Two years ago the students conducted research and interviewed locals to find a community-based environmental project. They decided on bees. They learned about bees and beekeeping, and  purchased their supplies.


Today, they're heavily involved in educating the public about bees: how vital bees are and the issues they face. The youths gave a presentation at the Bronx Zoo's "Teens for Planet Earth" summit, where they won the gold award for service-based learning. Then last month,  PBS traveled to Allendale  to cover the team's activities. The TV show, "GreenQuest," will premiere in February.

Now for the frustration.

Bees are
"prohibited animals" in the Borough of Allendale.


“We were fortunate (two years ago) to find a beekeeper in the next town over who graciously let us put our hive on his property,” DiBlasi said.


They petitioned the council to change the ordinance. The council declined.


Now they’ll be addressing council again on Feb. 2--this time with the support of Tim Schuler, New Jersey’s state apiarist, and the support of a councilwoman.


DiBlasi said some of the city council members think the bee project is a potential liability.


“It seems there is more concern over a neighbor getting stung than taking a huge green step forward,” she said.

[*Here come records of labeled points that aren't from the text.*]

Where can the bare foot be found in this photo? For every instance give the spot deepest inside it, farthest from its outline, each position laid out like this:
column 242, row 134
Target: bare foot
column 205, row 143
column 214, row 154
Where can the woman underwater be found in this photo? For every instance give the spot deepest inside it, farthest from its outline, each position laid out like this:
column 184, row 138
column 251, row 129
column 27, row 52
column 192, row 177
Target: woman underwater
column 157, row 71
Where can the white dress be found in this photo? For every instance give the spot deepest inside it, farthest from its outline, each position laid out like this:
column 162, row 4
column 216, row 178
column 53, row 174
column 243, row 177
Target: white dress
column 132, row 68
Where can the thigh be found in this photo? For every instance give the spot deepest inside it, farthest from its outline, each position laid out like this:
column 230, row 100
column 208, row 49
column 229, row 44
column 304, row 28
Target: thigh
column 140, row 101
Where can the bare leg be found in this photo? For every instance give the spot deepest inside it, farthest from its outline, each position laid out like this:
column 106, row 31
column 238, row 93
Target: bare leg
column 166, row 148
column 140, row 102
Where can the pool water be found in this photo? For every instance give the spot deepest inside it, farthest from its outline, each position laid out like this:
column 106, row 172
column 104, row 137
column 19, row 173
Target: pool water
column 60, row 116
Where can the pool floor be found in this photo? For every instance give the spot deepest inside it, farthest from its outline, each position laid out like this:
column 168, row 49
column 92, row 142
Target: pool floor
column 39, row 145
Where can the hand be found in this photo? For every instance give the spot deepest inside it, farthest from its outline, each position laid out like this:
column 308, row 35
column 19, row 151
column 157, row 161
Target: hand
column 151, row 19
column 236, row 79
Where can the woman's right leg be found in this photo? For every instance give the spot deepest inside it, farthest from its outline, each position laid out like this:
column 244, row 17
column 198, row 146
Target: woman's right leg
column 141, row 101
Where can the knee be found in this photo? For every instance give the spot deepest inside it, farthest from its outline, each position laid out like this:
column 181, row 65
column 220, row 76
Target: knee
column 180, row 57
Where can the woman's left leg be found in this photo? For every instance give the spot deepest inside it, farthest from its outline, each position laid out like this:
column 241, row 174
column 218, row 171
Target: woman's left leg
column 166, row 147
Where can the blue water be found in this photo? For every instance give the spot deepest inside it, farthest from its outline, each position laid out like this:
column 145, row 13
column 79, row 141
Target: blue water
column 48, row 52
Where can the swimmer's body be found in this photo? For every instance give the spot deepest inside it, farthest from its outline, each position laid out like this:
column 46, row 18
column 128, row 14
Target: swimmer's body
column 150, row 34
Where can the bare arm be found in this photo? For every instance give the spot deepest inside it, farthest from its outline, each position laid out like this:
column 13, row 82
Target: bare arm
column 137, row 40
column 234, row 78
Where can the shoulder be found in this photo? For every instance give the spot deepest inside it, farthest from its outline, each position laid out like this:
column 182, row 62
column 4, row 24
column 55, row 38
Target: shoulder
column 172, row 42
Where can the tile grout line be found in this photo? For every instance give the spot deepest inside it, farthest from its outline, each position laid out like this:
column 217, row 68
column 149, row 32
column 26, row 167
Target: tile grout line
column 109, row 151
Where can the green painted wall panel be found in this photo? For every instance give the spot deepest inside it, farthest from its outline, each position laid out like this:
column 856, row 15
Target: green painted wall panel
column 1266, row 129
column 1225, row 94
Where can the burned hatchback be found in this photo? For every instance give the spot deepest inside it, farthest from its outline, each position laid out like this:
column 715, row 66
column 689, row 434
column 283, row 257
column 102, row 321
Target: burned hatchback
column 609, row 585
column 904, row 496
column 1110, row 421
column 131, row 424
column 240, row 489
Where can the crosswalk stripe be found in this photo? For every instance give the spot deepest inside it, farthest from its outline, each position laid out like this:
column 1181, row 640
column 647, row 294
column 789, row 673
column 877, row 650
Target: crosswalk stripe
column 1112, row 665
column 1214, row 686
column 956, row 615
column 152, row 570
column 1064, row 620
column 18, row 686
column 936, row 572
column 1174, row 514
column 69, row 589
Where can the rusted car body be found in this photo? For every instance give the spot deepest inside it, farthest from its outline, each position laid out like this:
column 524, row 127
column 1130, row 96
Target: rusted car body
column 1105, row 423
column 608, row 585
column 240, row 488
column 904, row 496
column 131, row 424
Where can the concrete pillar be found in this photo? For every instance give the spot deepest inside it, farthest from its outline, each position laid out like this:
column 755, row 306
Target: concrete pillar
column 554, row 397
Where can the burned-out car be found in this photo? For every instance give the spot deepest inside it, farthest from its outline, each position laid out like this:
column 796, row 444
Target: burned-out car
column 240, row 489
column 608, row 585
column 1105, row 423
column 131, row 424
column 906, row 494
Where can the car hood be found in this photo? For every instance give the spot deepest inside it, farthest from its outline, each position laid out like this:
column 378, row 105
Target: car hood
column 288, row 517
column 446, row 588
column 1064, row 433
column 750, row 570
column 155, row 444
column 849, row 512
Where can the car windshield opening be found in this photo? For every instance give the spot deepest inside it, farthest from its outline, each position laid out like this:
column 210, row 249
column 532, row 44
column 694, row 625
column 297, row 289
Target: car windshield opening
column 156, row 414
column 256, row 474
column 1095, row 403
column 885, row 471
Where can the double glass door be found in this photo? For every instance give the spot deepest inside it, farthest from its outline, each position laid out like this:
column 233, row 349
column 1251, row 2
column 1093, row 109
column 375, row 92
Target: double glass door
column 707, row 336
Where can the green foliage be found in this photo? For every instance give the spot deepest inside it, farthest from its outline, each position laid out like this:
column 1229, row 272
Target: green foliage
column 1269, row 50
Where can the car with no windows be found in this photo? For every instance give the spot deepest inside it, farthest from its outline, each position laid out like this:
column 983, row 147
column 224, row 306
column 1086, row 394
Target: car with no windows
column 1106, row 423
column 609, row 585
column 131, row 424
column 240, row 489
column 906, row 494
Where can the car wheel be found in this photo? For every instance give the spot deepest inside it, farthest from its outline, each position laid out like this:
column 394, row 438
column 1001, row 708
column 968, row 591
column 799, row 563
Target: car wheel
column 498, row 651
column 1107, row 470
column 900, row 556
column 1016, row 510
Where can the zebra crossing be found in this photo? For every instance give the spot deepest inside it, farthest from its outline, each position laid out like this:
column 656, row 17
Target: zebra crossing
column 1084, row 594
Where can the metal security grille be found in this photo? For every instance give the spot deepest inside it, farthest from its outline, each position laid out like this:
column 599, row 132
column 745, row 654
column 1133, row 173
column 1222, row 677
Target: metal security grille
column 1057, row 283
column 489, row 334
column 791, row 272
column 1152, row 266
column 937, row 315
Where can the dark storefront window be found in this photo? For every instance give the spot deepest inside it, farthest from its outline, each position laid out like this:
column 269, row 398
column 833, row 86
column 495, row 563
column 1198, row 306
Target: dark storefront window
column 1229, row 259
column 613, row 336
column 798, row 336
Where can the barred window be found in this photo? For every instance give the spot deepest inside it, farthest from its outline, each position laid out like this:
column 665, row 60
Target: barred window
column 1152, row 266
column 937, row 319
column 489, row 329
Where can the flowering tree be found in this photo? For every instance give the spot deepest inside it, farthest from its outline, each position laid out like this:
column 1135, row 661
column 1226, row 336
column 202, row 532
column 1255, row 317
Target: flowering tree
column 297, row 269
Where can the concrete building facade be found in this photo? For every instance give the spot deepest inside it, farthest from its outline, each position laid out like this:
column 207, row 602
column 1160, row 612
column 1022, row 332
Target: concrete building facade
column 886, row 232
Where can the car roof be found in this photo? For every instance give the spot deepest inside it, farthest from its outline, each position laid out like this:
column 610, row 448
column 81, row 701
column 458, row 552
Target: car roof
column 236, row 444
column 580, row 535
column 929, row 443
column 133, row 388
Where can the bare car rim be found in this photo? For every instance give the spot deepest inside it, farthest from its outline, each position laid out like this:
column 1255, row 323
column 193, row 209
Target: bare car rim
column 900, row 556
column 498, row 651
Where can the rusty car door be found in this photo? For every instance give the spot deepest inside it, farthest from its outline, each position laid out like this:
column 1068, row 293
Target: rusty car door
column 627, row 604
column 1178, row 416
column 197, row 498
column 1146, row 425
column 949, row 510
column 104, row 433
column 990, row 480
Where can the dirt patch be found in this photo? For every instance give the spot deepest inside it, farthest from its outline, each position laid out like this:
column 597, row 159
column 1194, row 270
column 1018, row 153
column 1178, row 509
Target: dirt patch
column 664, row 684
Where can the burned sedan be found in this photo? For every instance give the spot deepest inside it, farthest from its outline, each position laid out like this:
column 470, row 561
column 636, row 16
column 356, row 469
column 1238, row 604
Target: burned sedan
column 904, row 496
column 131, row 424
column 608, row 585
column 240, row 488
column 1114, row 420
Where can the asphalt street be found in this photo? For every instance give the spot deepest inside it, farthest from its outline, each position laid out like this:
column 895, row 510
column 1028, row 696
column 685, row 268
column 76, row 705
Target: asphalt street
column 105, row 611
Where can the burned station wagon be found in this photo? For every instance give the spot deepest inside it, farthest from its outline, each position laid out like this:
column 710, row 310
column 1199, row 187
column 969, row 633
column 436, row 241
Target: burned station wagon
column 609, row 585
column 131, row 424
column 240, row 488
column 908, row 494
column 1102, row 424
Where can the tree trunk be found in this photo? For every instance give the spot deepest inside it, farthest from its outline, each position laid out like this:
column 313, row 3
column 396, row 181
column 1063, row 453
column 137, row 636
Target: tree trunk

 "On Feb. 2 we will address the council at 7:30 p.m. asking them to 1) remove bees from the list of Prohibited Animals, and 2) approve guidelines for beekeeping that we have drawn up. I invite people to write letters to Mayor Vince Barra stating how important it is for Allendale to take this important step forward." DiBlasi is asking honey bee supporters to send letters to:

Allendale Borough Hall
500 West Crescent Ave
Allendale   NJ   07401


Ironically, we received an email today listing "24 Things About to Become Extinct in America." The list includes yellow pages, classified ads, movie rental stores, dial-up internet access, phone landlines, Chesapeake Bay blue crabs, VCRs, ash trees, ham radio, the swimming hole, answering machines, camers that use film, incandescent bulbs, stand-alone bowling alleys, the milkman, handwritten letters, wild horses, personal checks, drive-in theaters, mumps and measles, news magazines and TV news,  analog TV and the family farm.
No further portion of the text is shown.